Think of heroin not so much as a different drug than morphine but as 2 acetyl groups which act as a vehicle for the faster and more efficient transmission of morphine across the blood-brain barrier. Non-parenteral administration of morphine and diamorphine produces identical effects, IV heroin produces a bigger rush because it crosses the BBB faster.
Well put... a lot of ppl even experienced users are unaware of exactly how short the half-life of heroin as its own molecule is. It is LITERALLY like less than 5 minutes, no more than 5 min.. but by then the acetyl group (which actually hinders heroin's affinity for the mu-receptor!) did its job of getting its precious cargo across the blood-brain barrier.
Of course shortly thereafter one of these "vehicle" acetyl groups is removed in vivo to create either 6-
monoacetylmorphine (6-MAM) or 3-MAM. This is in contrast to another common misconception... that the heroin (diacetylmorphine) is actually converted straight to morphine directly when metabolized.

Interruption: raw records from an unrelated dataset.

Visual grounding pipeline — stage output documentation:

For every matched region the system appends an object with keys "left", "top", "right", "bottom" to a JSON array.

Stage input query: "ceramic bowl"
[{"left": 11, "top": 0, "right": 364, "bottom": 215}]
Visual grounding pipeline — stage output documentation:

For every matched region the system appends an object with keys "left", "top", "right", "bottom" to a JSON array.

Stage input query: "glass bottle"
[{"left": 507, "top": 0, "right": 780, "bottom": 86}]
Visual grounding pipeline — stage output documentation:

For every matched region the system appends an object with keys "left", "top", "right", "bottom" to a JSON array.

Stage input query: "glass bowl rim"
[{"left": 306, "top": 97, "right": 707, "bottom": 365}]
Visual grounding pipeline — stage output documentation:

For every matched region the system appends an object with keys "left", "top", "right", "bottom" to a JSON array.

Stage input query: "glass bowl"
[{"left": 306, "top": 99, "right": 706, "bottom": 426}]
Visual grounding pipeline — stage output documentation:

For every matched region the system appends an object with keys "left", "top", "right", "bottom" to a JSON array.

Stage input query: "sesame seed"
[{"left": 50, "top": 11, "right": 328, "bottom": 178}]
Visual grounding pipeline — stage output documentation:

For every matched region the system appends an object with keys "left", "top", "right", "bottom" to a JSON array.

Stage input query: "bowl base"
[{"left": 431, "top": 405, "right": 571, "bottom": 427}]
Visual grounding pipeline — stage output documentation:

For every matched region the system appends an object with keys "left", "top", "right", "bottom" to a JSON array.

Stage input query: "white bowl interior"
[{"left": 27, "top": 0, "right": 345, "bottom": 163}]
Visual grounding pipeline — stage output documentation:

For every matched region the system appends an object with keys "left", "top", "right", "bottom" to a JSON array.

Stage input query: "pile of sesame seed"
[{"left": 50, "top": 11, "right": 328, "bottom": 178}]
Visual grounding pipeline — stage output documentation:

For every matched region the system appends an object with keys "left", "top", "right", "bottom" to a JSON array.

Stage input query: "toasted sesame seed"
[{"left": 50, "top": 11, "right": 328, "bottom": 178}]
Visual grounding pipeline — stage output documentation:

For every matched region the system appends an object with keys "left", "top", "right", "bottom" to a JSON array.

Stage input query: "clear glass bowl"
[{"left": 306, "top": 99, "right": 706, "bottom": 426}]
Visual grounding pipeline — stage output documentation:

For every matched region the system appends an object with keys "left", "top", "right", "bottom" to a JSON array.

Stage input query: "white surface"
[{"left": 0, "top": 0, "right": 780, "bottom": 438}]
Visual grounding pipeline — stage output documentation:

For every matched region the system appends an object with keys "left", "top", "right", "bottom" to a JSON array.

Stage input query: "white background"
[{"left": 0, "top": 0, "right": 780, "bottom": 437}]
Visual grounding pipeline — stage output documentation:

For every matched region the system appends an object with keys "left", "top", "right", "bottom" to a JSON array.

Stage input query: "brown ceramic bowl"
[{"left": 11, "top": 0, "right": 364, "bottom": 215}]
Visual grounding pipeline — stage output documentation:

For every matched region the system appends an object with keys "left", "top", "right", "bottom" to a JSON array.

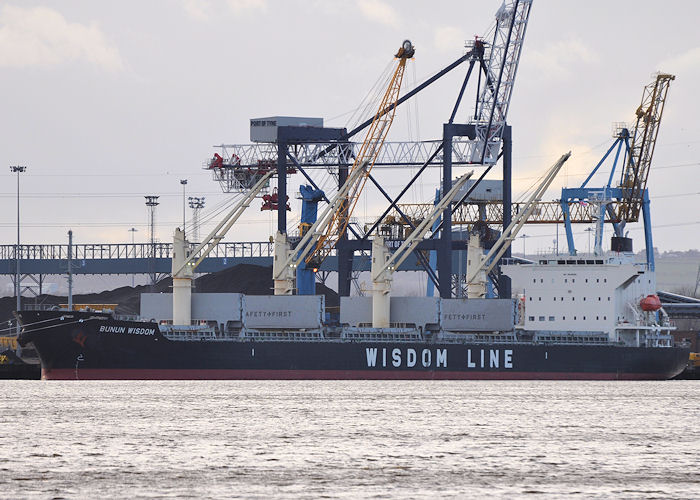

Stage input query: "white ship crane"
[
  {"left": 172, "top": 170, "right": 274, "bottom": 326},
  {"left": 371, "top": 170, "right": 474, "bottom": 328},
  {"left": 467, "top": 151, "right": 571, "bottom": 298}
]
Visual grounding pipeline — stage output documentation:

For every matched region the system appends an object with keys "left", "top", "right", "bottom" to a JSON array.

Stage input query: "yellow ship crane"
[
  {"left": 617, "top": 73, "right": 676, "bottom": 222},
  {"left": 304, "top": 40, "right": 415, "bottom": 268}
]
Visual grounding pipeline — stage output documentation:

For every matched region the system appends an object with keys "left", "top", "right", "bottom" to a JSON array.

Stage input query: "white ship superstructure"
[{"left": 502, "top": 253, "right": 673, "bottom": 346}]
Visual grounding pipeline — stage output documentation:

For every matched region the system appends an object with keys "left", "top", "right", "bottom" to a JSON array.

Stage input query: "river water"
[{"left": 0, "top": 381, "right": 700, "bottom": 499}]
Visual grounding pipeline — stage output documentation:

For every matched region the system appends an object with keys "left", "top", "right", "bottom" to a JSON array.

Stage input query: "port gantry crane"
[
  {"left": 273, "top": 40, "right": 415, "bottom": 295},
  {"left": 387, "top": 73, "right": 675, "bottom": 267},
  {"left": 205, "top": 0, "right": 532, "bottom": 297},
  {"left": 273, "top": 0, "right": 531, "bottom": 296}
]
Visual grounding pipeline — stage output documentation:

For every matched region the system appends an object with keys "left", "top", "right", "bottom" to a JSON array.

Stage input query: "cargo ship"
[
  {"left": 10, "top": 0, "right": 689, "bottom": 380},
  {"left": 18, "top": 253, "right": 689, "bottom": 380}
]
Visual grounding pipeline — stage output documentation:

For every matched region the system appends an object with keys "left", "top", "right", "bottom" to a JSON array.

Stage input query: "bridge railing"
[{"left": 0, "top": 241, "right": 273, "bottom": 260}]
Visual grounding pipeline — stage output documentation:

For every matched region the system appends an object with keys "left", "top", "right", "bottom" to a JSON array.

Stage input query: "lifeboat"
[{"left": 639, "top": 295, "right": 661, "bottom": 312}]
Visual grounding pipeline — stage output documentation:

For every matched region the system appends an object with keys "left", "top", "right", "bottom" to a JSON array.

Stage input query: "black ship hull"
[{"left": 19, "top": 311, "right": 688, "bottom": 380}]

I am fairly sure that the"straight to morphine" process does not occur at all... and if it does, it happens on a very small, negligible scale in the grand scheme of things.

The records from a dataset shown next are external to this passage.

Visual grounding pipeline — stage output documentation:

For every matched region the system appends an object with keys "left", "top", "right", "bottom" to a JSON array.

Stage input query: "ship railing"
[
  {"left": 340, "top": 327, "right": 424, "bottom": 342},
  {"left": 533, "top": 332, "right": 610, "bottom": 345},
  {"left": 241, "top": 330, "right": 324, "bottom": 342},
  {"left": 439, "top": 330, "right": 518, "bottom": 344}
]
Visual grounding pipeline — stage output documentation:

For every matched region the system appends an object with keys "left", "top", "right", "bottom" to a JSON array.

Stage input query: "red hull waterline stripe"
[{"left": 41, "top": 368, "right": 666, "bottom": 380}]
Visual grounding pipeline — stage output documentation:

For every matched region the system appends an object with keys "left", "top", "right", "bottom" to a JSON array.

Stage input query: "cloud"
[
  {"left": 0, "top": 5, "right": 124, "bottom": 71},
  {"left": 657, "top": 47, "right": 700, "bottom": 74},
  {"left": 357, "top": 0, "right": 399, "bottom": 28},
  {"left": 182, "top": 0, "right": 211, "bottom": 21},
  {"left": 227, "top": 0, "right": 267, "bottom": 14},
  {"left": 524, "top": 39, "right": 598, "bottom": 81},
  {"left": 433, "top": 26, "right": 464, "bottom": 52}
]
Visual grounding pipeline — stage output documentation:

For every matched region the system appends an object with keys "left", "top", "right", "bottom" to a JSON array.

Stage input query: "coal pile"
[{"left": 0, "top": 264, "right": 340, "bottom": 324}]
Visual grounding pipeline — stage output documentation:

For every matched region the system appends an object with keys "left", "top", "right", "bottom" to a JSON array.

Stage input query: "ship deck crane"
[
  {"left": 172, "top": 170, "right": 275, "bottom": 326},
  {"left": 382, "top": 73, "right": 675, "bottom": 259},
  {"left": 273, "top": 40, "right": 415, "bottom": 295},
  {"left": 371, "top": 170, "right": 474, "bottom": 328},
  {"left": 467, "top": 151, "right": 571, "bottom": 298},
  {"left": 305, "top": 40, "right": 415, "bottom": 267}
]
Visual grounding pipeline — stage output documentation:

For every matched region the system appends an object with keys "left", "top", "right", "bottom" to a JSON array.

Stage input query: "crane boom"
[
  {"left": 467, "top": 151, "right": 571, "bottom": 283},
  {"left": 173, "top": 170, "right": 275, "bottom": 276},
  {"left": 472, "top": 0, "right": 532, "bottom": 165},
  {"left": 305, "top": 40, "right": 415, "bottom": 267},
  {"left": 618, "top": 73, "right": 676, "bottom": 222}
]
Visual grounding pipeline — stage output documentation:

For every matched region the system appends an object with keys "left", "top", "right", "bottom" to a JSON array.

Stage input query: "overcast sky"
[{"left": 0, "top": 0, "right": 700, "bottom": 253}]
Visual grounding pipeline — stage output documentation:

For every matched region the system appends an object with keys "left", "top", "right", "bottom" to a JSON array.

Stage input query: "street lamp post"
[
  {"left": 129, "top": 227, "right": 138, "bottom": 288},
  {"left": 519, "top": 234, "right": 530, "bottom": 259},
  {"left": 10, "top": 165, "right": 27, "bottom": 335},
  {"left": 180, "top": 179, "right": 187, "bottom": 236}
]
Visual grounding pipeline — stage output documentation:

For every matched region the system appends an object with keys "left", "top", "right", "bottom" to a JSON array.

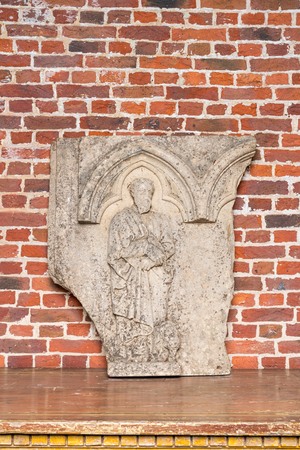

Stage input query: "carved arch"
[
  {"left": 78, "top": 138, "right": 255, "bottom": 223},
  {"left": 78, "top": 141, "right": 199, "bottom": 223}
]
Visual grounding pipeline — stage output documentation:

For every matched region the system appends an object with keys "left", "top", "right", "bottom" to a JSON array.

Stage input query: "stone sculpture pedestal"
[{"left": 49, "top": 136, "right": 255, "bottom": 377}]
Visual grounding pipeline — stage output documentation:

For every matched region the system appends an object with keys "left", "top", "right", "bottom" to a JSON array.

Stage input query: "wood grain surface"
[{"left": 0, "top": 369, "right": 300, "bottom": 435}]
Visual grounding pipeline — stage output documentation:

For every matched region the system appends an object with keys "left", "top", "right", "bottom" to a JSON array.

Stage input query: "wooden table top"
[{"left": 0, "top": 369, "right": 300, "bottom": 435}]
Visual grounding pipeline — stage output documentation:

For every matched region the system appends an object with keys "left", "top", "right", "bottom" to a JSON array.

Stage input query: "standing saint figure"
[{"left": 107, "top": 178, "right": 175, "bottom": 359}]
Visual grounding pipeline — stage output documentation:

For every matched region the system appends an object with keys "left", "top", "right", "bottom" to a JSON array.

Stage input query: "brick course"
[{"left": 0, "top": 0, "right": 300, "bottom": 369}]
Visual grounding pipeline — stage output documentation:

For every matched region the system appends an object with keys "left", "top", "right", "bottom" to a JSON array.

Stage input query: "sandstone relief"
[{"left": 49, "top": 136, "right": 255, "bottom": 377}]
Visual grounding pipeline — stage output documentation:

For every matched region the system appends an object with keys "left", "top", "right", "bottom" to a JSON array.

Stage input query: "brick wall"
[{"left": 0, "top": 0, "right": 300, "bottom": 368}]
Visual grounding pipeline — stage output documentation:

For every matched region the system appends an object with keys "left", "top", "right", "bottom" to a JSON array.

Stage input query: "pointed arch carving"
[{"left": 78, "top": 138, "right": 255, "bottom": 223}]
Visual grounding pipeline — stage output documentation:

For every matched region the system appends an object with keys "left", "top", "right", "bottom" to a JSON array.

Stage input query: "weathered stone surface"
[{"left": 49, "top": 136, "right": 255, "bottom": 377}]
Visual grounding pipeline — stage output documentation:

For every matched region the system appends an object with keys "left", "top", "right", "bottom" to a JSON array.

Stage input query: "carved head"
[{"left": 128, "top": 178, "right": 154, "bottom": 214}]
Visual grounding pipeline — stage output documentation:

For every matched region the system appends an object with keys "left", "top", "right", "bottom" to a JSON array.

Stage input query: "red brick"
[
  {"left": 10, "top": 131, "right": 32, "bottom": 144},
  {"left": 35, "top": 355, "right": 61, "bottom": 369},
  {"left": 226, "top": 340, "right": 275, "bottom": 355},
  {"left": 72, "top": 70, "right": 96, "bottom": 84},
  {"left": 250, "top": 58, "right": 300, "bottom": 72},
  {"left": 216, "top": 12, "right": 238, "bottom": 25},
  {"left": 234, "top": 215, "right": 261, "bottom": 229},
  {"left": 277, "top": 261, "right": 300, "bottom": 275},
  {"left": 186, "top": 119, "right": 238, "bottom": 132},
  {"left": 134, "top": 117, "right": 183, "bottom": 131},
  {"left": 63, "top": 25, "right": 116, "bottom": 40},
  {"left": 21, "top": 245, "right": 47, "bottom": 258},
  {"left": 52, "top": 9, "right": 78, "bottom": 24},
  {"left": 109, "top": 42, "right": 132, "bottom": 55},
  {"left": 238, "top": 43, "right": 263, "bottom": 56},
  {"left": 232, "top": 103, "right": 257, "bottom": 116},
  {"left": 215, "top": 44, "right": 236, "bottom": 56},
  {"left": 107, "top": 9, "right": 131, "bottom": 23},
  {"left": 150, "top": 102, "right": 176, "bottom": 115},
  {"left": 229, "top": 27, "right": 281, "bottom": 41},
  {"left": 0, "top": 260, "right": 22, "bottom": 275},
  {"left": 161, "top": 42, "right": 184, "bottom": 55},
  {"left": 67, "top": 323, "right": 91, "bottom": 336},
  {"left": 232, "top": 323, "right": 256, "bottom": 339},
  {"left": 242, "top": 308, "right": 294, "bottom": 322},
  {"left": 206, "top": 105, "right": 226, "bottom": 115},
  {"left": 182, "top": 72, "right": 206, "bottom": 86},
  {"left": 140, "top": 56, "right": 192, "bottom": 69},
  {"left": 0, "top": 116, "right": 21, "bottom": 130},
  {"left": 64, "top": 100, "right": 88, "bottom": 114},
  {"left": 286, "top": 323, "right": 300, "bottom": 337},
  {"left": 188, "top": 42, "right": 210, "bottom": 56},
  {"left": 261, "top": 356, "right": 286, "bottom": 369},
  {"left": 209, "top": 72, "right": 233, "bottom": 86},
  {"left": 273, "top": 230, "right": 297, "bottom": 242},
  {"left": 80, "top": 116, "right": 129, "bottom": 130},
  {"left": 266, "top": 278, "right": 300, "bottom": 291},
  {"left": 32, "top": 228, "right": 48, "bottom": 242},
  {"left": 6, "top": 24, "right": 57, "bottom": 38},
  {"left": 172, "top": 28, "right": 226, "bottom": 41},
  {"left": 121, "top": 102, "right": 146, "bottom": 114},
  {"left": 252, "top": 261, "right": 274, "bottom": 275},
  {"left": 50, "top": 339, "right": 101, "bottom": 353},
  {"left": 154, "top": 72, "right": 179, "bottom": 84},
  {"left": 259, "top": 293, "right": 284, "bottom": 306},
  {"left": 234, "top": 276, "right": 262, "bottom": 291},
  {"left": 29, "top": 197, "right": 49, "bottom": 209},
  {"left": 113, "top": 86, "right": 164, "bottom": 99},
  {"left": 135, "top": 41, "right": 158, "bottom": 55},
  {"left": 289, "top": 358, "right": 300, "bottom": 369},
  {"left": 24, "top": 116, "right": 76, "bottom": 130},
  {"left": 0, "top": 339, "right": 46, "bottom": 353},
  {"left": 232, "top": 356, "right": 258, "bottom": 370},
  {"left": 278, "top": 339, "right": 300, "bottom": 353},
  {"left": 25, "top": 261, "right": 48, "bottom": 275},
  {"left": 89, "top": 355, "right": 107, "bottom": 369},
  {"left": 201, "top": 0, "right": 246, "bottom": 9},
  {"left": 268, "top": 11, "right": 292, "bottom": 26},
  {"left": 16, "top": 39, "right": 39, "bottom": 52},
  {"left": 238, "top": 180, "right": 288, "bottom": 195},
  {"left": 2, "top": 194, "right": 27, "bottom": 208},
  {"left": 242, "top": 13, "right": 265, "bottom": 25},
  {"left": 245, "top": 230, "right": 270, "bottom": 244},
  {"left": 0, "top": 290, "right": 16, "bottom": 305},
  {"left": 235, "top": 245, "right": 285, "bottom": 259},
  {"left": 0, "top": 307, "right": 29, "bottom": 322},
  {"left": 133, "top": 11, "right": 157, "bottom": 23},
  {"left": 31, "top": 308, "right": 83, "bottom": 323},
  {"left": 222, "top": 87, "right": 272, "bottom": 100},
  {"left": 0, "top": 39, "right": 13, "bottom": 53},
  {"left": 129, "top": 72, "right": 151, "bottom": 85},
  {"left": 7, "top": 355, "right": 33, "bottom": 369},
  {"left": 166, "top": 86, "right": 218, "bottom": 100},
  {"left": 39, "top": 325, "right": 64, "bottom": 337},
  {"left": 6, "top": 228, "right": 30, "bottom": 241},
  {"left": 62, "top": 355, "right": 87, "bottom": 369},
  {"left": 0, "top": 55, "right": 30, "bottom": 67},
  {"left": 119, "top": 25, "right": 170, "bottom": 41},
  {"left": 161, "top": 11, "right": 185, "bottom": 23},
  {"left": 9, "top": 325, "right": 33, "bottom": 337},
  {"left": 0, "top": 8, "right": 18, "bottom": 22},
  {"left": 251, "top": 0, "right": 299, "bottom": 10},
  {"left": 0, "top": 84, "right": 53, "bottom": 99}
]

In fact, only ONE acetyl group ("vehicle") is removed at a time during heroin's metabolism... 6-MAM being the more active monoacetylmorphine over 3-MAM in terms of mu-receptor affinity/analgesic effect.
As has been pointed out, 6-monoacetylmorphine has a higher mu-receptor affinity than both morphine and heroin (3-MAM as well). 6-MAM has a much longer, more opiate-typical half-life than heroin and plays an underrated role in heroin's euphoric advantage over morphine.
The 6-MAM has the benefit of still having a "vehicle" acetyl group to help cross the BBB a lot faster/easier than plain morphine... AND (unlike heroin), having now lost one of the acetyl groups after the initial metabolizing, can produce the pharmacological action on opiate receptors that heroin cannot.
I've always wondered what taking pure 6-MAM would be like. I guess from the info I've read about it, it would basically be like a "super-morphine" much like what heroin could be considered, although to a somewhat lesser extent. Both of the enhanced versions of morphine have that key acetyl group "vehicle" to speed up the crossing the BBB and cause the drugs to work quicker than plain morphine. Of course, having TWO acetyl vehicles ensures heroin's faster action. So I bet 6-MAM would probably feel like a bit of a slower acting heroin, of course having similarities to morphine.
Lastly, and I never really hear this mentioned in such discussions, but aside from the aforementioned advantages over morphine I think that the simple fact of the heroin molecule having to go through all the processes it does once in the body has GOT TO play a factor in the length of the high, in a good way of course.
When you think about it, heroin's modest advantage over morphine of inducing a high with a little longer duration (the quicker rush is a FAR bigger factor popularity-wise) should pretty much be considered by default... the changes heroin undergos in its metabolic process (as mentioned last paragraph) make the prodrug into to mini-cocktail of sorts containing some active metabolites with different half-lives and qualities.
***There is a lot to be said for fact that morphine can actually be considered just another stop (albeit a significant one) during the journey of the heroin molecule's metabolizing in the body. And a lesser one at that, somewhat further into the unfolding of the process than the superior 6-MAM. This fact, plus heroin's more favorable side-effect profile, makes DIACETYLmorphine (yes, that's heroin) unequivocally superior to morphine, IMHO***
Wow, sorry that got a bit long there... hope someone learned something!! I'm sure a lot of ya'll already knew a lot of this but I liked the "vehicle" analogy... and I'm bored.